Dling-dling-dling-dling-dling! “Excuse me!” This is me, in my imagination ringing a little bell and raising my hand in school. “Excuse me, teach! So what’s diabetes caused by, then? Bad luck? The Evil Eye? God, who, after creating a universe that spans billions and billions of light years is really furious that some tiny creatures (in some tiny isolated corner of a tiny solar system in an average galaxy) are not doing what the rest of those creatures do with their privates? I’m asking ‘cause this is sounding a lot like magical thinking!”

“Bad genes,” is the best she could come up with.

Really? Where did our genes go wrong all of a sudden in the evolutionary chain? Because coincidentally we didn’t have a diabetic epidemic before the explosion in the consumption of sugar (and corn syrup, and a bunch of other sweeteners).
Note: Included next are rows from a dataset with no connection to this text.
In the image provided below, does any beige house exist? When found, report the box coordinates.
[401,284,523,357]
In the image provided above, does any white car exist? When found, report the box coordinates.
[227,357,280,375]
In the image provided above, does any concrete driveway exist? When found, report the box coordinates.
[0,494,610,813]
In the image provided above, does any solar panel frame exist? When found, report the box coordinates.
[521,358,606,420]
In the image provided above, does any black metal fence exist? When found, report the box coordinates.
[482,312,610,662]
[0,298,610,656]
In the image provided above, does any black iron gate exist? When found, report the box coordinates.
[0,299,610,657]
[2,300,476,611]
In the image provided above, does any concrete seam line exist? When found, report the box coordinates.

What to make of the fact that the ancient Greeks (who noted every known illness and how they attempted to treat it) were completely silent regarding diabetes? They didn’t say, “As far as diabetes, we’re clueless on how to treat it.” No; they didn’t mention it at all. There was no diabetes in ancient Greece.

And even if our modern witch doctors are right, even if it is bad genes, isn’t there possibly a wisp of a chance that by doing things that help and not hinder the functioning of the body we might just stack the odds in our favor?

Calling upon the same scientific rigor that made him a successful brain researcher, in the book Anticancer: A New Way of Life, David Servan-Schreiber, MD, PhD., makes the point that cancer isn’t a coincidental, capricious disease; it’s not some sort of lottery that, like an IRS audit, you hope never to win. No; he says it’s a direct result of specific choices taken daily over the course of years; and knowing and understanding what those choices are is the real solution to beating cancer. At any given time, all of us have cancerous cells in our system, he reminds us; but only a specific subset of the population will go on to develop cancer. His book is an exploration of who’s likely to develop cancer and why, as well a collection of current and rigorous scientific research into what helps to keep cancer at bay. And while he doesn’t discount genetics, he thinks they’re far less important than generally accepted. He quotes a fascinating study with surprising conclusions: the genes you inherit don’t predispose you to cancer as much as the habits you learn from your family – studies done with adopted and non-adopted kids show beyond statistical doubt that the risk runs with the family that raises you and whose habits you acquire, not the one that gave you your genetic makeup.

He’s basically telling us that the human body wants to function perfectly. So long as it hasn’t been damaged beyond repair, it will endeavor to repair itself if the conditions that keep it injured are removed and all the areas are treated correctly. Muscles need exercise. Organs need purity of stuff you take in or are exposed to, and the right amount of nutrients to maintain them. That’s it.

Ostensibly this is news to the folks at my HMO, who parade their state of the art ability to treat diabetes but never draw our attention to the question, “Is your carbohydrate consumption through the roof now, not ten years from now when you walk in for treatment?” Or where “eye strain” is just the first part of the song “you strain, we all strain, because we’ve got eye strain.”

Apparently the Age of Reason arrived very selectively for some of these doctors, as they preach to their patients that there is no cause and effect.

Just bad luck and the Evil Eye, apparently.